Armie Hammer is credited as playing both Cameron and Tyler Winklevoss, but he wasn’t acting alone in his scenes. Josh Pence was cast as a body double and Hammer’s face was digitally pasted over his in post-production. For every scene where both twins appear on screen, Hammer and Pence played separate Winklevi, and then they would swap roles and shoot the scene again. This method allowed the characters to physically interact in ways that wouldn’t have been possible with split screens. Pence’s face may be missing from the movie, but his physical performance was still essential to selling the brothers' dynamic. He and Hammer worked with an acting coach for 10 months to nail down the characters’ complementary body language.

7. The Social Network's tagline was changed at the last minute.

For The Social Network’s main poster, designer Neil Kellerhouse made Jesse Eisenberg’s face the focal point. Over it, he superimposed the memorable tagline: “You don’t get to 500 million friends without making a few enemies.” Originally, the text read “300 million friends,” but it was changed under the assumption that Facebook would hit half a billion users in time for the movie’s October 2010 release.

“We were really hedging our bets," Kellerhouse told IndieWire. "But we scooped them on their own story because right as the film was coming out they got 500 million [members] so we got their publicity as well. It worked out super serendipitously.”

8. Fight Club’s Tyler Durden (kind of) makes a cameo in The Social Network.

Sharp-eyed viewers may have noticed the Easter egg David Fincher snuck into The Social Network. In the scene where Mark Zuckerberg is checking someone’s Facebook to cheat on a test, the name “Tyler Durden” can be seen in the top-left corner of the profile. Tyler Durden is the name of the narrator’s alter ego (played by Brad Pitt) in 1999’s Fight Club. Fincher directed both films.

9. The real Mark Zuckerberg wasn’t a fan of The Social Network.

Andrew Garfield and Jesse Eisenberg in The Social Network (2010).Merrick Morton, Sony Pictures Home Entertainment

The Social Network doesn’t paint Mark Zuckerberg in the most flattering light, and unsurprisingly, the real-life Facebook founder wasn’t happy about it. Following the movie’s release, he called out its “hurtful” inaccuracies, specifically citing the fictional Mara Rooney character that’s used as his motivation for founding the website. But even he admits that some details were spot-on. “It’s interesting what stuff they focused on getting right," Zuckerberg said at a Stanford event. "Like every single fleece and shirt I had in that movie is actually a shirt or fleece that I own.”
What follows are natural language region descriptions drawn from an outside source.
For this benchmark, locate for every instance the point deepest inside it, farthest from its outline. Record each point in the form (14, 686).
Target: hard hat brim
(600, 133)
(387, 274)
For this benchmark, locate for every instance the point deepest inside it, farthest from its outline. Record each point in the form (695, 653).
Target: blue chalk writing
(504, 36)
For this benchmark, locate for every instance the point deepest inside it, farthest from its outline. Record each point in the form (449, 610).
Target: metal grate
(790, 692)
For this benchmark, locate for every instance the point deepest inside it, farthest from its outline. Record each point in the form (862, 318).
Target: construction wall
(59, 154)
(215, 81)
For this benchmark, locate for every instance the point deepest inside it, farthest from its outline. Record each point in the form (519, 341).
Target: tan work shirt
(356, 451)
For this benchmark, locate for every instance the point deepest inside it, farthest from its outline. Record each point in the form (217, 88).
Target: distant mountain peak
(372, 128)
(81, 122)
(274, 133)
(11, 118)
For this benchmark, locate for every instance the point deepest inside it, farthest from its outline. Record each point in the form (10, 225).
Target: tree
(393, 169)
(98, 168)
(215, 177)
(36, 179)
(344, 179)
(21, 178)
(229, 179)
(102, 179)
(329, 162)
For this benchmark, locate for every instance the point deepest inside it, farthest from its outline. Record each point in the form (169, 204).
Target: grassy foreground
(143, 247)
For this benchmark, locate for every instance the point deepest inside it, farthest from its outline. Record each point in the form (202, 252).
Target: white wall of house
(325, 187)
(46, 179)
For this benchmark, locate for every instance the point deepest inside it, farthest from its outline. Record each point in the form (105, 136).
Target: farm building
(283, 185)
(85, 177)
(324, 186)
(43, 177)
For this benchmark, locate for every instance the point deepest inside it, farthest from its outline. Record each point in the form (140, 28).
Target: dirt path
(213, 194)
10. A sequel to The Social Network is not out of the question.

The Social Network premiered when Facebook was less than a decade old, and the story of the internet giant has only gotten more dramatic since then. Since settling lawsuits with Eduardo Saverin and the Winkelvoss twins, Facebook has been battling scandals related to privacy issues and its influence on the 2016 election. The last 10 years have provided more than enough material for a sequel to The Social Network, and both Aaron Sorkin and Jesse Eisenberg have expressed interest in such a project. As of now, there are no confirmed plans for a follow-up.